With the sideshow as the setting for this romantic melodrama, Browning has room for plenty of bizarre touches. Cock Robin and Salome perform a recreation of the beheading of John the Baptist, which ends with Salome kissing the mouth of the decapitated but still living victim. The show also includes an assortment of fake freaks, the most striking of which is the Spider Woman staring balefully from the center of her web. The horrific teeters over into the hilarious, however, when a deadly Gila monster is introduced as The Greek’s weapon of choice against Cock Robin. The poisonous animal is played in the movie by a rather energetic iguana, who leaps onto his victims as if he has been shot from a catapult. When The Greek finds himself trapped in a closet with the angry animal, it’s a moment of poetic justice, but watching Barrymore react to the iguana provokes laughter much more than horror. Perhaps iguanas were less familiar when the movie was made, but whatever audiences in 1927 might have thought of the reptile, it’s sure to be one of the movie’s most memorable elements for modern viewers.
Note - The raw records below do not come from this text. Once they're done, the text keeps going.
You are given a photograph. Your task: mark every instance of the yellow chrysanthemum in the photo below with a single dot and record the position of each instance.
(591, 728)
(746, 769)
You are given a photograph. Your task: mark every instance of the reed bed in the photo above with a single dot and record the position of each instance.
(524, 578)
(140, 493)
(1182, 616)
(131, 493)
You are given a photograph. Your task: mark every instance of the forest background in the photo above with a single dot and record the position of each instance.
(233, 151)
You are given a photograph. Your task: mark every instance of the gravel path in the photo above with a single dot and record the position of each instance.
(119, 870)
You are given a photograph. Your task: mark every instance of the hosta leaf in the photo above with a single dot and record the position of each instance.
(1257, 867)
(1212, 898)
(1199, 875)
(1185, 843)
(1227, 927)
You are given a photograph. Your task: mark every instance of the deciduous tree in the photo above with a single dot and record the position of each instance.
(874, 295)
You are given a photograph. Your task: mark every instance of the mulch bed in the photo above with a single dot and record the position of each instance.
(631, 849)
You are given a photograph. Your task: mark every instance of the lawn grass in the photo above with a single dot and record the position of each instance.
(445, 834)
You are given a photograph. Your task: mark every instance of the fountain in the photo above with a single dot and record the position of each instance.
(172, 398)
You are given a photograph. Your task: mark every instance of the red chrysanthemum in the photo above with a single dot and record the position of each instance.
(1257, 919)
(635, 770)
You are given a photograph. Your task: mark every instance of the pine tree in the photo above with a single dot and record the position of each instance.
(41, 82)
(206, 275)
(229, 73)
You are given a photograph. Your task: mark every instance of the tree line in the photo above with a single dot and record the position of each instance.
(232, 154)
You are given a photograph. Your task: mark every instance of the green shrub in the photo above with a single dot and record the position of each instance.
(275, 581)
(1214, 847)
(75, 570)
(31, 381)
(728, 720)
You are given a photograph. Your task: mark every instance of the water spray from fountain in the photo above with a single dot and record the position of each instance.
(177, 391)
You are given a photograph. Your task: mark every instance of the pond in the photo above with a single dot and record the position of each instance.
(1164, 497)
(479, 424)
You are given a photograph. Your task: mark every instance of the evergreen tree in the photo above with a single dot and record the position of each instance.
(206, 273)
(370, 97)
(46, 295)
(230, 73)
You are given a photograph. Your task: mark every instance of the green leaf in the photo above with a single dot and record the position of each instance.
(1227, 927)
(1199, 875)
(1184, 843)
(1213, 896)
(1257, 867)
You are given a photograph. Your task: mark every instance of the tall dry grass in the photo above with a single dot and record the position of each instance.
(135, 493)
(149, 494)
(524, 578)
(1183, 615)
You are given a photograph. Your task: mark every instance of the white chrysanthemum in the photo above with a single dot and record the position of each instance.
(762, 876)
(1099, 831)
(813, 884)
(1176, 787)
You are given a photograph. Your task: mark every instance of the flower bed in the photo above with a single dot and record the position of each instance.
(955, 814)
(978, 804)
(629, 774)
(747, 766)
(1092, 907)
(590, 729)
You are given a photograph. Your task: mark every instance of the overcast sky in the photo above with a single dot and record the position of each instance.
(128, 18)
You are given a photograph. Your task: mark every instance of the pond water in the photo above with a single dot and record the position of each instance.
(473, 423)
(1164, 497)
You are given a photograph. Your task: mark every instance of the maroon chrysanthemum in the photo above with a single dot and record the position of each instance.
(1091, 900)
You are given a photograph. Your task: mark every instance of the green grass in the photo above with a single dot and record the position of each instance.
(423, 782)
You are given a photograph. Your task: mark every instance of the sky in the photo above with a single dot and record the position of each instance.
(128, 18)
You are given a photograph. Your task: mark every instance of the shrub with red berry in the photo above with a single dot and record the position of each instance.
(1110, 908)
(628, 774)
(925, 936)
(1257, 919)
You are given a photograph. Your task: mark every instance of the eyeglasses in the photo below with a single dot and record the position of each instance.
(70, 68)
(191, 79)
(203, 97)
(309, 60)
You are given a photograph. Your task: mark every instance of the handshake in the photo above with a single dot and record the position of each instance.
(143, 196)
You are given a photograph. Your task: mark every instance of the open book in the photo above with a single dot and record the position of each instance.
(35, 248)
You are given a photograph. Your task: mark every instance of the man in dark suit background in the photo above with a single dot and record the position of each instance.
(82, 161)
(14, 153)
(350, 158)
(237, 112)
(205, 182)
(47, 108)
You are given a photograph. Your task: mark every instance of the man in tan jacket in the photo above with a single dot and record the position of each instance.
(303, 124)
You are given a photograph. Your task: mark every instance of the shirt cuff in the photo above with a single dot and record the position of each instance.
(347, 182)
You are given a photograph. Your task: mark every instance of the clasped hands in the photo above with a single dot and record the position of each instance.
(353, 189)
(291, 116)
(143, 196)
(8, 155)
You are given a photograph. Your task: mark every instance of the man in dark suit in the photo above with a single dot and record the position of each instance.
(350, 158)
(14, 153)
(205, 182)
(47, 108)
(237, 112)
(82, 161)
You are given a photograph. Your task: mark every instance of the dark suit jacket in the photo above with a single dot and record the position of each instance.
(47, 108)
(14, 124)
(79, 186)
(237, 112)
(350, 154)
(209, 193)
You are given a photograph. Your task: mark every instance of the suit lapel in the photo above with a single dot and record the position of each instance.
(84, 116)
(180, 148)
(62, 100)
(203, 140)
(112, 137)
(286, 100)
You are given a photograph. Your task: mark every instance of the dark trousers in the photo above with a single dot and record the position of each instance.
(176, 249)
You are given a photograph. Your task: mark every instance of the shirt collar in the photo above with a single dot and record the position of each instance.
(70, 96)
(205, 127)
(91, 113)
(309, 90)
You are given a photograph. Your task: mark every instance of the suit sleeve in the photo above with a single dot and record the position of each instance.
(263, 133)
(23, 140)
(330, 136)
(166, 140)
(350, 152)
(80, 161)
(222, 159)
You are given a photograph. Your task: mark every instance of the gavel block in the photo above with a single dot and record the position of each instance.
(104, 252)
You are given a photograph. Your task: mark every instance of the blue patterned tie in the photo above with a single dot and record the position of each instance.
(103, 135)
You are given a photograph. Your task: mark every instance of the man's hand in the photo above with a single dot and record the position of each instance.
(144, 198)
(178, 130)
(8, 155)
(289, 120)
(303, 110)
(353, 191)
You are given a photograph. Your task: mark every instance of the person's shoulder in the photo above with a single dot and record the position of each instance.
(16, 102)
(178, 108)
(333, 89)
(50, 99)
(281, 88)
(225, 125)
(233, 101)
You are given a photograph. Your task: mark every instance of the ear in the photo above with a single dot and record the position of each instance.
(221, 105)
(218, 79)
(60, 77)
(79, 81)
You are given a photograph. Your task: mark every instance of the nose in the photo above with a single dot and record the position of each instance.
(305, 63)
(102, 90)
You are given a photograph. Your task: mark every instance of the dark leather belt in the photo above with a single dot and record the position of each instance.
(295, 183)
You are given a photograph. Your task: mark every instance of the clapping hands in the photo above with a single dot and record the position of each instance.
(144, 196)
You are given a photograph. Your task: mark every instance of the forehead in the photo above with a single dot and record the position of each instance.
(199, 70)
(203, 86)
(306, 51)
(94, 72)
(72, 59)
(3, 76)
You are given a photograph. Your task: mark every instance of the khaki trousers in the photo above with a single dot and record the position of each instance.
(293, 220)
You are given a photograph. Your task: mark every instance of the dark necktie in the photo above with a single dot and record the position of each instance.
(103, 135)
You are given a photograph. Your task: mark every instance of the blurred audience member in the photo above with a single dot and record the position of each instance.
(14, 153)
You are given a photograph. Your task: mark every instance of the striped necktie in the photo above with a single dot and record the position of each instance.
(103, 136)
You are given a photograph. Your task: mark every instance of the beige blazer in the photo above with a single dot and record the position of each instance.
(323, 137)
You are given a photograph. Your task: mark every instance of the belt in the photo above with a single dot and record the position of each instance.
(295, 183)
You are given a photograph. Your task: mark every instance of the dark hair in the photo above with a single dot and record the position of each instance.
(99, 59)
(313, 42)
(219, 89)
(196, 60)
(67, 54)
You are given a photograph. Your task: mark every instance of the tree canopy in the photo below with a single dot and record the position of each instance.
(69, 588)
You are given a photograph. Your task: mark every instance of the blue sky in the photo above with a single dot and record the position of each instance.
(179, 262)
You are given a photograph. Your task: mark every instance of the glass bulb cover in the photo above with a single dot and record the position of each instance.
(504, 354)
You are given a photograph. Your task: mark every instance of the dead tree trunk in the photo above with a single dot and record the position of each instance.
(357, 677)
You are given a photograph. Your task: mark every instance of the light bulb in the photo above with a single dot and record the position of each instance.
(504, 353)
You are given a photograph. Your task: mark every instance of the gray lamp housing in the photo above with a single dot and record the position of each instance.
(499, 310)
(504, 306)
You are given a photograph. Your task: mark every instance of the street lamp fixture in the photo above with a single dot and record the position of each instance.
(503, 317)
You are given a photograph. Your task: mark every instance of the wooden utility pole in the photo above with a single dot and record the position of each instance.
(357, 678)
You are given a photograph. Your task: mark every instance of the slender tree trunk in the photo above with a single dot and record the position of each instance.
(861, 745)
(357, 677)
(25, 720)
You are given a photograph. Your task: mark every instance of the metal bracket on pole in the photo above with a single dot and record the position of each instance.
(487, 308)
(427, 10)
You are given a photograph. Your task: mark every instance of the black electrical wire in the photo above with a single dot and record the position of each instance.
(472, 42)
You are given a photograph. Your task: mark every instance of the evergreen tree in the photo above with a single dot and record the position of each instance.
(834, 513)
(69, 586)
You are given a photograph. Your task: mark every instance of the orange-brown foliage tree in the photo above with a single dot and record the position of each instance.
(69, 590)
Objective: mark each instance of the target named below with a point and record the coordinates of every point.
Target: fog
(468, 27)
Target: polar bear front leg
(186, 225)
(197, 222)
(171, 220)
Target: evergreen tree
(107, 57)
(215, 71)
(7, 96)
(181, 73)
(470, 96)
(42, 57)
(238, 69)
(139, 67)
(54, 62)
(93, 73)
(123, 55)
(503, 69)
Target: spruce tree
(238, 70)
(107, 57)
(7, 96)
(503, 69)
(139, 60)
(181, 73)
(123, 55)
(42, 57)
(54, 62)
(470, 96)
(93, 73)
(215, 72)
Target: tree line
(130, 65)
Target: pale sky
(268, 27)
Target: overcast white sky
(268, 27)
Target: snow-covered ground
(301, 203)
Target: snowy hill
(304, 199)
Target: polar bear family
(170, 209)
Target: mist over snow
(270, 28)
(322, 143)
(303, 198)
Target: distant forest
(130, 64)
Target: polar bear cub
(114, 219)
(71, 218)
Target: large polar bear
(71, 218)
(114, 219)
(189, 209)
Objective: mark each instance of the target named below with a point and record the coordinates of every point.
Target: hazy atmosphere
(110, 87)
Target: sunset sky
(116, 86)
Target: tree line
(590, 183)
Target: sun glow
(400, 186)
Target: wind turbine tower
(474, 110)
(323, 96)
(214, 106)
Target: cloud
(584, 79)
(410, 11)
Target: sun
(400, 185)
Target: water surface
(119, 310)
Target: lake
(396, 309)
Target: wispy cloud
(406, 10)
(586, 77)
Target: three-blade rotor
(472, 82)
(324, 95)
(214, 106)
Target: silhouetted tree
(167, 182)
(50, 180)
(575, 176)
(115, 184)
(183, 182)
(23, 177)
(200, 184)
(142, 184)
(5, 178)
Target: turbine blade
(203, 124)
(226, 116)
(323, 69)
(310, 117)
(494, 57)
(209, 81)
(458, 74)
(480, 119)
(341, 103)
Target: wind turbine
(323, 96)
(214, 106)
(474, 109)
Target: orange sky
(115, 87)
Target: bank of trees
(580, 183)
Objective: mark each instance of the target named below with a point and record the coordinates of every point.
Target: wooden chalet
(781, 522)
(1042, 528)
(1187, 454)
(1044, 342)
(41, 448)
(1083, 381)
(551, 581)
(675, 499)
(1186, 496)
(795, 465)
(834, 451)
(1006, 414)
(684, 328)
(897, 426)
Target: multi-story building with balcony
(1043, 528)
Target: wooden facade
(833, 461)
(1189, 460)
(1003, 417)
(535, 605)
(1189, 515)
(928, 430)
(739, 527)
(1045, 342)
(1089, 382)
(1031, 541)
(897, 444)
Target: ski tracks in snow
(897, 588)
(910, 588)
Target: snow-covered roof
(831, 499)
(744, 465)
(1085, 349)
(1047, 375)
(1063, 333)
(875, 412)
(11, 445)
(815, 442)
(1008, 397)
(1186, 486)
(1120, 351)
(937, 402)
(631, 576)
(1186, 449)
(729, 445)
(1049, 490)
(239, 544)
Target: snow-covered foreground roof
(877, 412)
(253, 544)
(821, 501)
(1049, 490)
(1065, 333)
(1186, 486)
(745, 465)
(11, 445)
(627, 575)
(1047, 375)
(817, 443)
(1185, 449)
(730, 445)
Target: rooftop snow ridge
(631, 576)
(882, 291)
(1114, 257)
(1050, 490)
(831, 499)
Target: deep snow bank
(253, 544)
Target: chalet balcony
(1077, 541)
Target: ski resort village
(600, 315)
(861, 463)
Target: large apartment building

Tod Browning is best remembered today as the director of Dracula (1931), but he also made Mark of the Vampire (1935) and The Devil Doll (1936) with Lionel Barrymore. See more of John Gilbert in He Who Gets Slapped (1924), Flesh and the Devil (1926), and Queen Christina (1933). Renee Adoree also stars with Gilbert in The Big Parade (1925) and La Boheme (1926). Of the three stars, Lionel Barrymore is the most familiar to modern audiences; his long career included over 200 roles in classics like Captains Courageous (1937), You Can’t Take It with You (1938), and It’s a Wonderful Life (1946).

The Show is currently available for streaming on Warner Archive Instant.